One time when she was particularly distraught, she went and got my dad’s pistol, walked through the house with it so I could see it, and I panicked. I followed her to the garage where she got into her huge brown car, set the gun on the seat beside her, started the car and then she sat staring ahead banging on the steering wheel. She was enraged, and I thought she might break her arms she was *pounding* on it so hard. I was standing in front of the car crying and screaming for her to stop, after a few minutes she put it in reverse and backed out and away down the street. I was sure that was the last time I’d see her; I sat there in the garage waiting for her to come home. Three hours later the garage door opened, I ran to her and she got out of the car. She had almost a catatonic look about her. I kept repeating that I was sorry, and just as she went into the house she looked at me, and with a stone-colored face shouted, “Sorry doesn’t matter!”
It wasn’t terrible all the time; my mother was also a wonderful woman under all of that. She raised me well, the best she could while dealing with an aloof, physically and emotionally distant husband whose financial misdeeds became family legend. When her illnesses weren’t blacking out her true self, she could be witty, carefree and fun. She did care for me, and she wanted my overall happiness and success, I believe. We had the best clothes, the best cereal collection on the block (to compensate for the fact that she slept most days until noon due to her “health issues”) and we were, for the most part, the Kool-Aid house. She thought about me much of the time, and that trait, when overloaded by her illnesses, became poisonous. I truly adored my mom, and so when things got really bad later in life, I was heartbroken, I never really saw her caring side much anymore.
I could spend hours on this subject, but why? The thing that became clear to me early on was that I had dreams and aspirations attached to me that I would challenge, and ultimately fight against to their dismay. But what I didn’t know was that my parents would limit, and ultimately remove their love from me. This was the most shocking fact of all, that pushing back against their tight and clear direction for our well-being and professional careers as dentists, my father’s chosen profession to escape being a farmer for life in a small town, would mean removal from their lives. My dad’s dream of making us all clones worked quite well with three out of four brothers, each of my brothers all graduated from Oklahoma University as dentists. Here’s my tally: Not a dentist – strike one. Not a faithful Mormon – strike two. Not a straight heterosexual eternally married man – strike three.
I graduated high school relatively short, eighteen years old and 5’ 2”-ish tall. In high school I actually had to sit on phone books when driving my dad’s Chevy Blazer around town so as not to be continually pulled over by cops inquiring if I was actually old enough to drive. Within six months of graduating high school, I had grown six inches, and by the time I returned from a Mormon mission Madrid, Spain, I was 6’ and 138 pounds. In those shorter high school days, my parents tried to figure me out. I was so unlike my obviously straight brothers that I became an oddity, and I think my dad had no idea what to do with me.
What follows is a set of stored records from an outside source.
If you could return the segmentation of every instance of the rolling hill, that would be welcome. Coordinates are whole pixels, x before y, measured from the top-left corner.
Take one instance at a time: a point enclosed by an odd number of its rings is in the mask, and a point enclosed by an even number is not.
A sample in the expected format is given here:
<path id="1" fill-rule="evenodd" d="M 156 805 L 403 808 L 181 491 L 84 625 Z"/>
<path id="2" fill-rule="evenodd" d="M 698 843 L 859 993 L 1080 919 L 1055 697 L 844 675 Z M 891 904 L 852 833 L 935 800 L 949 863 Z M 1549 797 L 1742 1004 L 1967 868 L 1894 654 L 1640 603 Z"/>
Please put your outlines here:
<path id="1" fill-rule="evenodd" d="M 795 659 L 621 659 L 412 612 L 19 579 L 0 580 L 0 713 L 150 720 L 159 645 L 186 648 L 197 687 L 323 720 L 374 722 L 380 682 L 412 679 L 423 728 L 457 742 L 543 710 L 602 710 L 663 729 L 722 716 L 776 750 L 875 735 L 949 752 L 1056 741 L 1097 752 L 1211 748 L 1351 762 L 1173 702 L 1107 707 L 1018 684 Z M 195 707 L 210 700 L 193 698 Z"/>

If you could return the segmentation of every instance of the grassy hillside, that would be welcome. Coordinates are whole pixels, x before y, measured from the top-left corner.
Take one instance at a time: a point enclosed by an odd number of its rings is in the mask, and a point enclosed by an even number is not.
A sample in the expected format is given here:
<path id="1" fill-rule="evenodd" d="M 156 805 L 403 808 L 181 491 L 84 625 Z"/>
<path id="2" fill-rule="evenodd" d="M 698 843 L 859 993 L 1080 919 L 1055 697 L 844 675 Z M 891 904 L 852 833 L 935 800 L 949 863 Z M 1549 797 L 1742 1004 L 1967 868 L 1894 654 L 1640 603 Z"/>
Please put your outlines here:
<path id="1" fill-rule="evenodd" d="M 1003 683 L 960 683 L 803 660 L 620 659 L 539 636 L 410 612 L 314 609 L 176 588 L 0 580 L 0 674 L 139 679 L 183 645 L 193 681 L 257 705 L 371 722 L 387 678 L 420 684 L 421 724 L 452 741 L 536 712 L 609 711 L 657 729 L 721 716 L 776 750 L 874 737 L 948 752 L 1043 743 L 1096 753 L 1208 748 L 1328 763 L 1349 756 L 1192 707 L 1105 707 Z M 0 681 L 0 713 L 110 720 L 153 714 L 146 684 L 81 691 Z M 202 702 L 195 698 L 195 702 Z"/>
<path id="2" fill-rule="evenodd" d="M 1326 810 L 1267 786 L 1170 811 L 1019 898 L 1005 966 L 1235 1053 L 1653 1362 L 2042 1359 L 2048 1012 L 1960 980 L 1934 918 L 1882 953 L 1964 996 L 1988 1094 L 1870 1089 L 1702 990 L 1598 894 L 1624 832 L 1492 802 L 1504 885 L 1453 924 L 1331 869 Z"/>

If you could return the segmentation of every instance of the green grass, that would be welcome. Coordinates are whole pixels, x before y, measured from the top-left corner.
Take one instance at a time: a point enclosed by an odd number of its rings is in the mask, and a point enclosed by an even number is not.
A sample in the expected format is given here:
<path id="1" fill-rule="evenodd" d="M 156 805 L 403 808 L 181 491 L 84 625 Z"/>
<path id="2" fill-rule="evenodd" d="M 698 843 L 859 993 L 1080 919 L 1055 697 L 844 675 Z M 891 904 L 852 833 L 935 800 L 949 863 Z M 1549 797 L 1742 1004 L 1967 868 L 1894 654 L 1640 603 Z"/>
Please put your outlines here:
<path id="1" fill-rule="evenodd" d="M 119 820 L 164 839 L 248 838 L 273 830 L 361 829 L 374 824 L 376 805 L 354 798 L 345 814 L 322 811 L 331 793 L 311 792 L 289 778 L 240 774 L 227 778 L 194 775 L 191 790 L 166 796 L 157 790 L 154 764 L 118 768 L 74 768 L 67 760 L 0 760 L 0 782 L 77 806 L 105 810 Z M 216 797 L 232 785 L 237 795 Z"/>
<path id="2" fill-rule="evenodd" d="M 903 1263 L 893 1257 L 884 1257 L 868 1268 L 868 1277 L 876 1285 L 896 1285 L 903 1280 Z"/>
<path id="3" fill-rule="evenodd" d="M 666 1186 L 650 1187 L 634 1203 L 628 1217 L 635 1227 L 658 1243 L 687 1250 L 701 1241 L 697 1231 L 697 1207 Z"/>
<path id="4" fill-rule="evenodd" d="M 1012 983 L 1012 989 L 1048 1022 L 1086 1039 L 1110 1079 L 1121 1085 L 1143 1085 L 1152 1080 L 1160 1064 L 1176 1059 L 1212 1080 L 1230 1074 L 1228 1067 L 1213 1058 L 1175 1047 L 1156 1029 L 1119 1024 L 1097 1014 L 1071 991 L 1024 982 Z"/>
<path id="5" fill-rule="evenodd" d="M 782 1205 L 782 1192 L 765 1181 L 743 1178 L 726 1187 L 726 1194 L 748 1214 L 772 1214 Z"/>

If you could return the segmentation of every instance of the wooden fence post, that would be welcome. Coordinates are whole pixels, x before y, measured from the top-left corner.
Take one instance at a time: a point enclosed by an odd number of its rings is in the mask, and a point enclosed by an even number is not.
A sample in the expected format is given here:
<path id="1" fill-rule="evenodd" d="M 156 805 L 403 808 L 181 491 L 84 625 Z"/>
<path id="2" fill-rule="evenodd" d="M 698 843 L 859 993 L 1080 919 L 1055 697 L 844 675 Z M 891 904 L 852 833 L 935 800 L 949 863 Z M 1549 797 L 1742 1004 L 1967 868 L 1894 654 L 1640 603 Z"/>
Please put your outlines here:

One time after a threesome of black bullies in my high school decided I’d be their little, white punching bag, my parents hung a punching bag of my own in the garage and sent me to see a Mormon therapist. I looked at that punching bag and thoughts two things, “My dad has no idea who I am if he thinks I actually want to take on those guys!” Years later we did strike up some similarities in my love of literature, but I never figured out the move to send me to the moronic shrink. How could my mental fear of facing three scary guys who wanted to hurt me be somehow fixed by visiting an aging Mormon man with the discernment of pond scum? Perhaps they sensed way back when that I was gay and hoped I’d admit it? I have no idea.
I didn’t really get basketball, Mormons favorite sport of all, it scared me to death for several reasons: I hated that pressure to perform and the guys were very cute and I couldn’t show my attraction, even though the other guys at that age were in *high* attraction mode with the girls, demonstrating all their outwardly accepted sexual prowess. I was still somewhat confused and really never understood with clarity my homosexuality until I was nineteen years old just before my mission. But I did have some athletic skill, I was in city soccer leagues for years, and that sport suited me quite well. I never scored once, but that sport was a good one for me, and probably why I still love a man with nice, hairy, muscular legs.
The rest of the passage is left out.